The M2 chip is very efficient when you select lower power mode. Selecting that cut the power draw from the Jackery in about half and only increased the time for each image to generate from 3 minutes to 4 and a half. My theory is that running on low power will actually pump out more images per power consumed.

- Night #1 – 8 hours with low power mode enabled generated 94 images. Jackery drained 11%.
- Night #2 – 8 hours generated 160 images. Jackery drained 19%
- Night #3 – 8 hours generated 155 images. Jackery drained 17%
- Night #4 – 8 hours generated 154 images. Jackery drained 15%
So it turns out both modes are pretty much the same power-to-images generated ratio, given enough time.
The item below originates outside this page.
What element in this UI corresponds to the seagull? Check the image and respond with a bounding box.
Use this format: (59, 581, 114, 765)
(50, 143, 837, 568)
So what can you do with the script?
Well, that’s just it. Anything is possible. The point of scripting it is to explore the capabilities of the Stable Diffusion AI model itself. When you find a prompt that is consistently giving you a style or type of image that is desirable, the scripting aspects let you explore that in more detail by feeding in variances to the original prompt. Or even just running the same text prompt over and over again is sometimes interesting. Here is an example of a random.sh
that endlessly create images of Anchors using a few different colors and styles.
random.sh
#!/usr/bin/env bash
colors=("80s"
"Colorful"
"Neon"
"Synthwave")
subjects=("garden"
"maze"
"safari"
"tundra"
)
camera=("Aerial View"
"Canon50"
"Cinematic"
"Close-up"
"Color Grading"
"Dramatic"
"Film Grain"
"Fisheye Lens"
"Glamor Shot"
"Golden Hour"
"HD"
"Landscape"
"Lens Flare"
"Macro"
"Polaroid"
"Photoshoot"
"Portrait"
"Studio Lighting"
"White Balance"
"Wildlife Photography")
style=("2D"
"8-bit"
"16-bit"
"Anaglyph"
"Anime"
"Art Nouveau"
"Bauhaus"
"Baroque"
"CGI"
"Cartoon"
"Comic Book"
"Concept Art"
"Constructivist"
"Cubist"
"Digital Art"
"Dadaist"
"Expressionist"
"Fantasy"
"Fauvist"
"Figurative"
"Graphic Novel"
"Geometric"
"Hard Edge Painting"
"Hydrodipped"
"Impressionistic"
"Lithography"
"Manga"
"Minimalist"
"Modern Art"
"Mosaic"
"Mural"
"Naive"
"Neoclassical"
"Photo"
"Realistic"
"Rococo"
"Romantic"
"Street Art"
"Symbolist"
"Surrealist"
"Visual Novel"
"Watercolor"
"Tron"
"Dr. Suess")
adjectives=("Epic" "Majestic")
while :
do
colors=${colors[ $(( $RANDOM % ${#colors[@]} )) ] }
camera=${camera[ $(( $RANDOM % ${#camera[@]} )) ] }
style=${style[ $(( $RANDOM % ${#style[@]} )) ] }
subject=${subjects[ $(( $RANDOM % ${#subjects[@]} )) ] }
adjectives=${adjectives[ $(( $RANDOM % ${#adjectives[@]} )) ] }
~/Scripts/stable-diffusion.sh "an anchor, $color, detailed illustration, $style"
done
To stop an active running script press control + c
. We can also randomize other aspects of the text prompt like different adjectives, subjects, camera styles, or perspectives. Or just randomize different words and concepts however you’d like.